There is increasing talk of electrification of the UK’s railway network. But electrification is an expensive business, requiring much new hardware including masts, wiring, substations and so on. Such an investment can be justified for heavily used lines such as urban metro systems and inter-city routes, but not on less used lines such as regional routes. Railways will continue to need an energy supply system that does not rely on electrification for the foreseeable future.
This currently takes the form of diesel power. But in addition to environmental concerns over emissions, the price of diesel is likely to continue to increase. A point will be reached in the future where it is no longer economically viable or environmentally acceptable to use diesel, and hydrogen appears to be an attractive alternative.

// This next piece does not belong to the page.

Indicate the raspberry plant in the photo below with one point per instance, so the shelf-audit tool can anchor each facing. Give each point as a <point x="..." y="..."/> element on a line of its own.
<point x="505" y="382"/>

Like electricity, hydrogen can be produced from many different primary sources including natural gas, coal and petroleum. It can also be produced using electricity to split water into its elements. Then there are several “green” production options being developed including the anaerobic digestion of waste material and the direct use of heat from solar energy. But unlike electricity, hydrogen can be stored and transported in discrete quantities in order to power trains, much like diesel or natural gas.
To release the energy stored in the hydrogen, one option is to use a fuel cell. In this device, hydrogen is combined with oxygen from the air to produce electricity, water and heat. There are no harmful emissions or exhaust fumes, and the technology is quiet, vibration-free and low maintenance – all attractive features for railway applications. Fuel cells are usually combined with batteries which help meet the peak power demand during hard acceleration, and to provide a store for energy recovered during braking.

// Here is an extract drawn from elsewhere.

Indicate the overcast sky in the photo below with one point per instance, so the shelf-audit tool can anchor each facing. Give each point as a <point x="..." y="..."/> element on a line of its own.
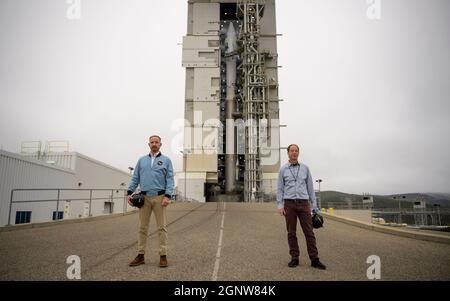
<point x="368" y="101"/>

A recent study by the University of Birmingham showed it is possible to store enough hydrogen onboard a modern train (a lightweight commuter train in this case) to provide a similar range to diesel power. In contrast to battery only systems, re-fuelling takes a similar amount of time to diesel, and only a limited number of re-fuelling points would need to be provided. Commercially, the cost of hydrogen is comparable to that for diesel, and the inherent ability of a hybrid system to store and reuse braking energy helps reduce overall consumption.
To show the viability of the technology, the UK’s first hydrogen-powered locomotive, called the Hydrogen Pioneer, was developed and built using off-the-shelf technology. The locomotive uses a 1.1kW fuel-cell stack to charge four lead-acid batteries that provide the combined power for acceleration and store energy when braking. The 320kg-locomotive can haul wagons and passengers up to 4,000kg.

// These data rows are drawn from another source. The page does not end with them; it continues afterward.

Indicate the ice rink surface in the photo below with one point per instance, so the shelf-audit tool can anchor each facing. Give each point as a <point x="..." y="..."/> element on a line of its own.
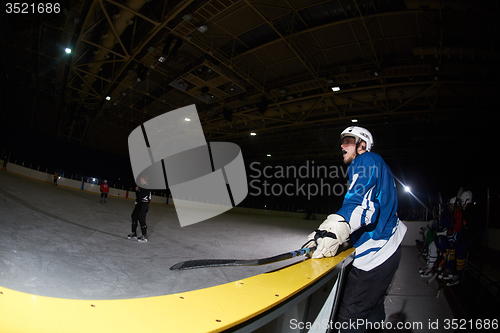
<point x="62" y="242"/>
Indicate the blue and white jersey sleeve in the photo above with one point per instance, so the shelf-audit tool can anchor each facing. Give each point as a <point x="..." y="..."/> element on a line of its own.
<point x="361" y="206"/>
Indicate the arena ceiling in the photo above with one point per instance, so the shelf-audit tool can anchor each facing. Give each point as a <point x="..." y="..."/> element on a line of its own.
<point x="422" y="75"/>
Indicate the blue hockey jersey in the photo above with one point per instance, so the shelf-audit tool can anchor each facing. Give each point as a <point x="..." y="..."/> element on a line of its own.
<point x="370" y="206"/>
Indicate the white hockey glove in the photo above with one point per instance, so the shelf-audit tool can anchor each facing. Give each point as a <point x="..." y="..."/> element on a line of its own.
<point x="329" y="236"/>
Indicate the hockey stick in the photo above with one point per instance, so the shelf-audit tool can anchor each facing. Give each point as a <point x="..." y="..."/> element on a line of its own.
<point x="202" y="263"/>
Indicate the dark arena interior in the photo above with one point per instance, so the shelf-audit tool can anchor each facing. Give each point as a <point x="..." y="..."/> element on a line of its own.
<point x="281" y="79"/>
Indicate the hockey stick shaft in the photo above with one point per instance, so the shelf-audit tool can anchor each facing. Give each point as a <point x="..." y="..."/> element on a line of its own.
<point x="202" y="263"/>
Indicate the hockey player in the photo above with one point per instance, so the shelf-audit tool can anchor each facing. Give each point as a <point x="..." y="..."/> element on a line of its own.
<point x="368" y="217"/>
<point x="104" y="191"/>
<point x="143" y="197"/>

Elsewhere in the world, hydrogen-powered railway vehicles have been constructed in Spain, the United States, China, and Japan. These have mostly been prototypes, but the first commercial operation of hydrogen power has been for mining locomotives, with a fleet now operating at a platinum mine in South Africa. In 2014, hydrogen-powered trams will start commercial operation in Aruba, with hydrogen generated solely from renewable sources.
It is possible that hydrogen-powered trains will see service on the UK network within the next few years, most likely on lower-speed applications such as trams or shunting locomotives. But hydrogen has the potential to play a larger role, powering those parts of the network where electrification does not make sense.